Solo Without Drive

Solo Without Drive

What has happened to the solo in jazz? Two performances in Dublin — by Jan Garbarek and the Hilliard Ensemble; and Sean Carpio's Wowos — indicated to Patrick Groenland that there might be a trend away from directional solos towards an adjusted approach to group playing.

Sean Carpio

Witnessing both Sean Carpio’s group the Wowos at the Project Arts Theatre, and Jan Garbarek with the Hilliard Ensemble in St Patrick’s Cathedral in Dublin last October, I couldn’t help but feel that the traditional role of the jazz soloist — as a driving force — is no longer what it used to be, on this side of the Atlantic at least. Put simply, the solo no longer needs to take place. During both concerts there were improvised solo moments, but these were the exception and tended to bring the fluidity of the larger structure into focus.

It’s interesting to examine an earlier style of a soloist like Sonny Rollins, who achieves coherence by making variations on the same melodic fragments embedded into a circular, standard-repertoire form. Compare this approach to the modern Brad Mehldau trio, who compliment Rollins’ formal strictness with less transparent ‘open’ sections that rely heavily on cues for navigation. Mehldau also allows for a linear continuity that encourages the band to lose the sense of form during a solo.

The problem with these references is that they are representative of the American jazz mainstream, which relies increasingly on individual virtuosity. Jan Garbarek and Sean Carpio are intriguing because they represent another breed that deliberately reigns in virtuosity in order to serve a wider formal conception. (Both Garbarek and the WoWos are also virtuosic, but in an understated way.)

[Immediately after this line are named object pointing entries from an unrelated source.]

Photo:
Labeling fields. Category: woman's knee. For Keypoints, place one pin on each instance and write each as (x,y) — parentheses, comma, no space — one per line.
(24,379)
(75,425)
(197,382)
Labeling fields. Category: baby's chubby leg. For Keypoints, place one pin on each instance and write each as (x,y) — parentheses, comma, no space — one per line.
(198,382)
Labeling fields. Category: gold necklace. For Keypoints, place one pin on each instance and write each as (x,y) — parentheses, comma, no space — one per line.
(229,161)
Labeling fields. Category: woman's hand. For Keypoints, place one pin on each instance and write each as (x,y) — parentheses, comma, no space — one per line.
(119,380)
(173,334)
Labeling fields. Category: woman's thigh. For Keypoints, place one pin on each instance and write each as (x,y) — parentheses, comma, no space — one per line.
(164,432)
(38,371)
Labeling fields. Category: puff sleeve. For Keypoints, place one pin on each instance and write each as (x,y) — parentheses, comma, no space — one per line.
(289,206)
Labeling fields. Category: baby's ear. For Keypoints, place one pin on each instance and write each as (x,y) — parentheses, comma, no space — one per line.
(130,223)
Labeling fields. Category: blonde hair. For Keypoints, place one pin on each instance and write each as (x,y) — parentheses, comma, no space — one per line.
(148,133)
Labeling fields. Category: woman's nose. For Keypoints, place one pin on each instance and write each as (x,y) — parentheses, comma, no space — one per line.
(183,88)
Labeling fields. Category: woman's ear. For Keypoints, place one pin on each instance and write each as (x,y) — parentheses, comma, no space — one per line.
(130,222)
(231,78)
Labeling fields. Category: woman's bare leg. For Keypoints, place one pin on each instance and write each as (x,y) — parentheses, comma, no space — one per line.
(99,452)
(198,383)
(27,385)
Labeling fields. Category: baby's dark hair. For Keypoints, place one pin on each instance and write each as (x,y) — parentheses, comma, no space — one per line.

Garbarek’s restraint — often he was fulfilling a more textural role to the Hilliard Ensemble’s foregrounded singing — actually served to highlight the intensity of his curved soprano saxophone playing at full volume. His signature tone (saxophonists claim it defies the limitations of his mouthpiece set-up) is integral to his melodic approach. In one sense Garbarek was ‘soloing’ thoughout the performance — he played obligato lines, ghosting in and out of spaces left by the vocal quartet — but seemingly without serving any linear or harmonic principle.

Each of the six WoWos musicians is an accomplished soloist, so the discipline to their playing in this group was palpable. Carpio, composer and drummer, never actually took a bone fide solo himself, and though Joachim Badenshorst’s clarinet and Ed Rosenberg III’s tenor saxophone often improvised intertwining lines, it was not until guitarist Simon Jermyn featured that it really felt like one player was the main focus, or the driving force.

Carpio himself stayed faithful to the backbeat and to bassist Jeppe Skovbakke, and although the bouncing drive of his time-keeping and the sound of the tambourine on his hi-hat were integral to the sound of the band, Carpio’s drums were effectively the closest link to the jazz tradition in that his fills and subtle variations at least sounded improvised. Despite placing himself at the front of the stage, his function in the group was primarily supportive. Perhaps it is this attention to the shifting roles within a group — and therefore to orchestration in a wider sense — that enables musicians like Garbarek and Carpio to improvise without compromising structural conception.

Published on 2 January 2012

Patrick Groenland is an Irish guitarist and composer. Having studied at the Berklee College of Music, Boston, he is now based in Dublin.